You could mistake some of Johnson’s work for journalism, understandably. He often uses journalism as a way to think about things. But his essays are bait for the bigger fish that he reels in, book-length. Rather than worry about what video games don’t teach kids, Johnson asks what they do teach, in order to learn about learning. He pokes around in the brain’s wetware itself to showcase the difference between the objective and subjective experiences of mind. In the cases of John Snow and Joseph Priestley, his biographical case studies examine the distance between consensus and investigation.

Now he’s back with Where Good Ideas Come From, which contains his now-trademark reversal of preconceptions. The archetypes of the “lone genius” and a “eureka” moment are the first casualties of Johnson’s work; he’s realized that we celebrate people with big ideas the same way we celebrate billionaires–as if the result is inherently individual. But to date no one has become a billionaire without an economy. So which is more important?

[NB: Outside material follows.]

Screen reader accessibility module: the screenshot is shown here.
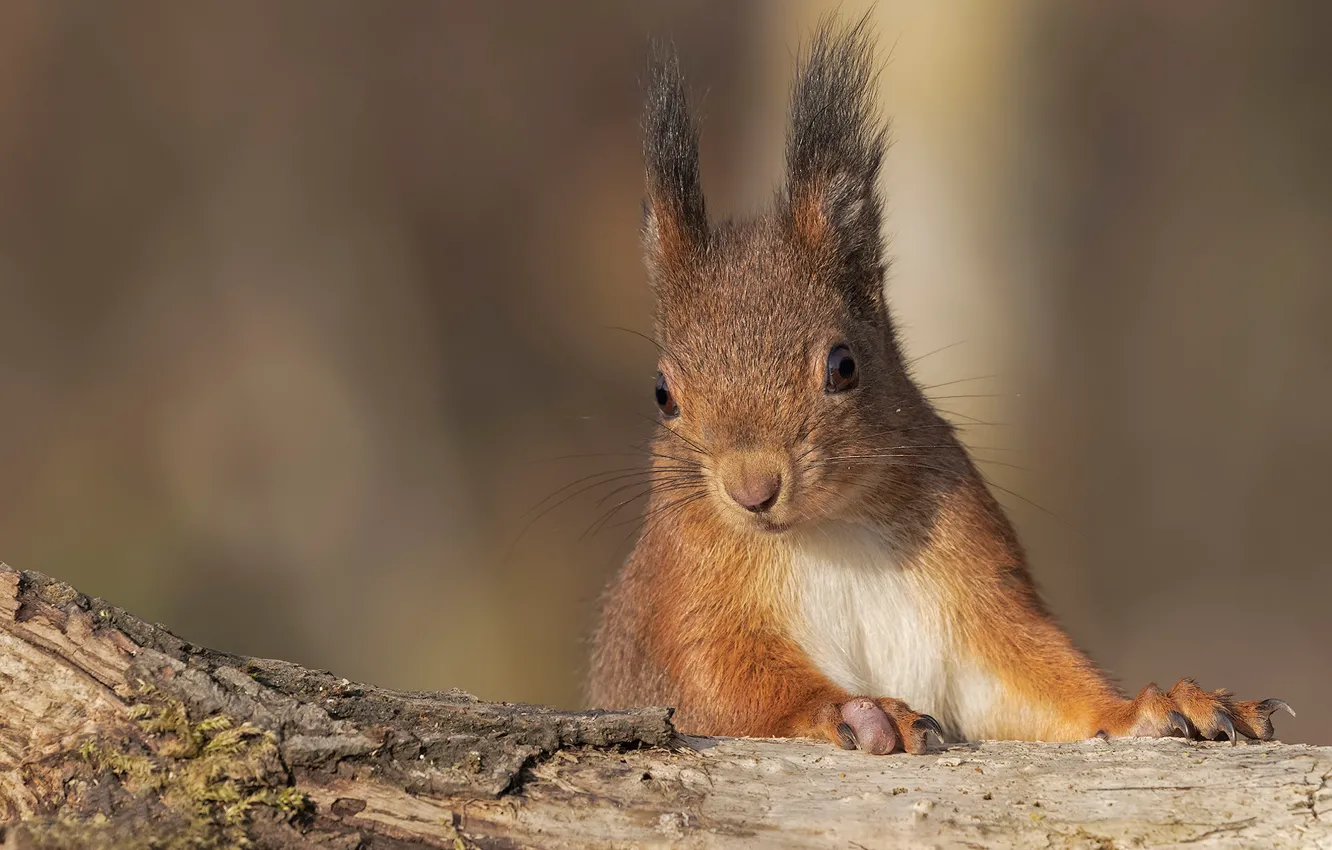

Johnson opens the book with an introduction called “Reef, City, Web” in which he sets up his central point that environment shapes and drives creativity. He’s construing environment broadly, not just in terms of physical surroundings and resources, but in terms of patterns of connectivity.

That’s why he ends up talking about Stuart Kauffman’s “adjacent possible”–on the one hand this explains why some inventors (meet Charles Babbage) are known as ahead of their time, but (cue Johnson reversal) it also highlights the way that our most amazing ideas have “been cobbled together with spare parts that happened to be sitting in the garage.”

“What the adjacent possible tells us is that at any moment the world is capable of extraordinary change, but only certain changes can happen,” sums up Johnson.

This is typical of the book, a new level of precision, as if you just racheted the diopter a turn. The gross outlines of innovation–which you thought connected to form a genius inventor in his workshop–turn out to include variation upon variation: there are decades-long “slow hunches” as insights wait for the right question to form, serendipitous combinations (now managed by software), fruitful mistakes, exaptations (the punch card was invented in the early 1800s), and places for minds to congregate and ideas to collide (coffee houses, salons, Homebrew Computing Clubs).

Along the way, you learn about Gutenberg and Tim Berners-Lee, the birth of GPS, coral reefs, Miles Davis’s trumpet, HDTV, Brian Eno’s loops, vacuum tubes, and the water flea Daphnia. I suspect this teeming ideational life is part and parcel of Johnson’s deep structure–he wants his books not simply to be about the topic, but to recreate the salient experience in some way.

The book’s envoi is drawn from the preceding chapters; it’s a personal invitation to invite more creativity into your own life. It also reads like a 21st century Tao:

Go for a walk; cultivate hunches; write everything down, but keep your folders messy; embrace serendipity; make generative mistakes; take on multiple hobbies; frequent coffeehouses and other liquid networks; follow the links; let others build on your ideas; borrow, recycle, reinvent. Build a tangled bank.